株式会社pono 代表取締役 牛島智絵氏/取締役 古島夏美氏
※写真:古島さん(左)牛島さん(右)

双子や三つ子などの多胎妊娠・育児に特化したアプリ「moms(マムズ)」が、株式会社ponoより今年2025年3月5日(ふたごの年のみつごの日)にリリースされました。
多胎育児は情報が少ないゆえ、多胎妊娠・育児に関する悩みは社会から見過ごされがちという課題があります。
なぜ、お二人は「多胎」に特化したのか、そして、このような課題をアプリという「事業」へと具現化させた背景には何があったのでしょうか。
その経緯を、株式会社ponoの経営者であり双子の母でもある牛島智絵さんと古島夏美さんに伺いました。
多胎妊娠・育児に関する課題を解決したいという強い思いから事業として立ち上げたプロセスは、多くの人の仕事やキャリア形成におけるヒントになりそうです。
 

1.「どうしたら良いかわからない」から産まれた多胎アプリ『moms』


画像引用:https://moms-app.com/tataiapp/
こうした悩みや情報不足で不安でいっぱいの妊産婦を助けるプラットフォームとして開発した「moms」。

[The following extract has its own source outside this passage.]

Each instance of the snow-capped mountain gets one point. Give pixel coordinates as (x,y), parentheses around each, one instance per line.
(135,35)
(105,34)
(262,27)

近年は世のニーズに応えるべく、さまざまなアプリが開発されています。
新たな事業として、アプリ開発や提供を検討したことがある人も多いでしょう。
そのときに特に気になるのは、どのようなアプリを作るのか、そしてどうやって資金調達したのかという点ではないでしょうか。
最初に、momsの特徴と多胎妊娠・育児に特化した理由、そして作られた経緯を伺います。

Q.momsとはどのようなアプリでしょうか。
ーー牛島さん
momsとは、双子や三つ子などの多胎妊娠・育児支援のアプリで、多胎妊娠や育児中の人たちに「情報・つながり・居場所」を届けることを目的としています。
多胎妊娠・育児に関する情報は圧倒的に少なく、それだけに不安を感じる親は少なくありませんし、さまざまなリスクがあるうえ、過酷です。
また、私が妊娠したときに既存の妊娠育児アプリを使い始めたのですが、単胎妊娠を前提としたアプリで提供される情報と目の前に広がる状況とが違いすぎたんです。
こういった経験があり、オンラインでつながれていつでも相談できる多胎妊娠・育児向けの場所を作りたいという思いが強まり、このアプリを開発しようと決めました。

「moms」機能紹介

momsは「多胎ママが多胎ママのために、多胎ママと一緒に作る」ことをテーマとしたアプリで、多胎妊娠や育児中のニーズに応える次のような機能が備わっています。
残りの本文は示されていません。